Positronium is an atom with one electron and one positron. It's mass is 1.022MeV which is almost twice the electron mass: The ground-state (1S orbital) binding energy of -6.8eV reduces the total mass ever so slightly.

The ratio of mass to binding energy is very close to $$8\alpha^2$$ where $$\alpha$$ is the fine structure constant of about 1/137. This is not a coincidence: $$\alpha^2$$ determines how strong relativistic effects are in QED.

So just make $$\alpha > \sqrt {8}$$ and get a negative ground-state mass? My reasoning is no. QED is pertubative: you get a Taylor series in $$\alpha$$ and neglect high order terms. If $$\alpha$$ was large this process wouldn't work.

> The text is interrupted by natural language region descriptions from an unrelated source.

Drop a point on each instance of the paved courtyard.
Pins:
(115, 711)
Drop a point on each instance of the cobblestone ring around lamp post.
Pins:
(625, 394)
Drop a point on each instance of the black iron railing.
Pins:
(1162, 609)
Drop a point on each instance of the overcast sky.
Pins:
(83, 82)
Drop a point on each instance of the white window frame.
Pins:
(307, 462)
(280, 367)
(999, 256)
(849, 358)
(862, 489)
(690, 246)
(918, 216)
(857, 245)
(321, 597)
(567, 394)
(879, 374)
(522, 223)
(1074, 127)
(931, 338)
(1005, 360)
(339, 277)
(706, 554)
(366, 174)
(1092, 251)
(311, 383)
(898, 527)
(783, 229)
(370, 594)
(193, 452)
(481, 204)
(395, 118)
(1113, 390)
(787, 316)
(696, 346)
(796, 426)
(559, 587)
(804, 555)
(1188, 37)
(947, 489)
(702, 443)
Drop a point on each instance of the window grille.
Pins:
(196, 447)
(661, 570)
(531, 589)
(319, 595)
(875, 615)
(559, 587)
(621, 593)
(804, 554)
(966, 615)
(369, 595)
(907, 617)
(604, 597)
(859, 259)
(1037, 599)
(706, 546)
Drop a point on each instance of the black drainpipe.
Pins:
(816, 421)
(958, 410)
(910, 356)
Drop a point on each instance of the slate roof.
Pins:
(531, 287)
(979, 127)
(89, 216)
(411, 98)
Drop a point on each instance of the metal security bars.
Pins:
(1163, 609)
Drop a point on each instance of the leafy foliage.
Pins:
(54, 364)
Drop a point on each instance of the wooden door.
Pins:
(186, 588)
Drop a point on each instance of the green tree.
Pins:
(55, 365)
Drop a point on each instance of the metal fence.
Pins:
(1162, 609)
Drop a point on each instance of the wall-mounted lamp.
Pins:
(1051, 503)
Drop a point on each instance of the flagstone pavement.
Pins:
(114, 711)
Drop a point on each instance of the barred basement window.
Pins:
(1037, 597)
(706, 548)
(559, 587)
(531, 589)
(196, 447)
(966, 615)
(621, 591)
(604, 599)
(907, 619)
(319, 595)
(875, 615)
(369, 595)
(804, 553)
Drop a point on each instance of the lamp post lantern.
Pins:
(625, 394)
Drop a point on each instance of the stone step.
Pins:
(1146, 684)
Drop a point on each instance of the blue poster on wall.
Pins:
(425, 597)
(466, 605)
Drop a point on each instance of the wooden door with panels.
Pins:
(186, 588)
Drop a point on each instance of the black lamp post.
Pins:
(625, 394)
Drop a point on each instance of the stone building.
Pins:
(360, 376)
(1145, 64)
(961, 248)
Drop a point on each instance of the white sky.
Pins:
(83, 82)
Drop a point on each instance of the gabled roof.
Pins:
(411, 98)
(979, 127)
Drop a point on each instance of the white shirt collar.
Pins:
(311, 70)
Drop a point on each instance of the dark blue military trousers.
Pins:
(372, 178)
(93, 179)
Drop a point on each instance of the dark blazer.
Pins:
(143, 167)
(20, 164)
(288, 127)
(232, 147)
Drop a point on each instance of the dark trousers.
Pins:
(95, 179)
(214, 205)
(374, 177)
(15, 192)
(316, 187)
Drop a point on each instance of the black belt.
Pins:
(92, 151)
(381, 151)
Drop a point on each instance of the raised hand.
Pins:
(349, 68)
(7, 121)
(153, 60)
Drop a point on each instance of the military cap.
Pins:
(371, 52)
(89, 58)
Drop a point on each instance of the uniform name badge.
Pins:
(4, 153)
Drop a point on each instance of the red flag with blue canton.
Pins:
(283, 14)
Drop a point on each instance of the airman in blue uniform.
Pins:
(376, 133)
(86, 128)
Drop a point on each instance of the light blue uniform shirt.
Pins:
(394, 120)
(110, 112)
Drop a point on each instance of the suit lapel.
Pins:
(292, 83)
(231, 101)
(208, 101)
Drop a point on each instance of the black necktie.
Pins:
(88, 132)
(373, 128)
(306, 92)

My understanding is that negative mass in a vacuum is nonsensical and the mass of positronium would stay positive no matter how big $$\alpha$$ became. Is this reasoning correct?

• The question is how $mc^2$ depends on $\alpha$. Commented Feb 7 at 10:59
• Ground state binding energy is $-6.8 eV$, not $6.8$,- you forgot negative sign. So if you'll subtract negative binding,- you'll get positive increased total energy. Otherwise, you will not get 1.022 MeV. Commented Feb 7 at 12:56
• @AgniusVasiliauskas You are wrong on both counts. The mass of positronium is lower than the mass of two electrons by the binding energy. And whether or not the 6.8eV reduces the mass, the mass still rounds to 1.022MeV. Two free electrons have a mass of 1.0219979MeV. The binding energy is 6.8eV=0.0000068MeV for a total of 1.0218811MeV. Whether or not the "binding energy" is negative depends on your convention - if you think binding energy should be added to mass energy, then it is negative. If you think it should be subtracted, it is positive. But it is definitely true that the mass is reduced. Commented Feb 8 at 18:04
• Yes, you are right. I understood that I've made an error in analysis too lately. I've removed my answer for similar reasons, but forgot to delete the comment. Everybody makes mistakes. The only thing I may not fully agree with you is ground energy sign. As I've understood it, it's accepted to let energy be negative in bounded system, and positive in unbounded ones. But maybe you are right here too in respect that sign can just indicate energy difference with respect to some reference frame, similarly like for gravitational potential energy Commented Feb 8 at 18:56

If $$\alpha$$ is too large, the electron and positron will annihilate before positronium can form.
The hand-waving explanation is that as the electron and positron approach each other, at some distance it becomes energetically possible for an $$e^+e^-$$ pair to pop out of the vacuum between initial electron and positron. The $$e^-$$ from the pair will annihilate with the initial positron and the $$e^+$$ will annihilate with the initial electron producing photons. This will happen before any positronium state can form.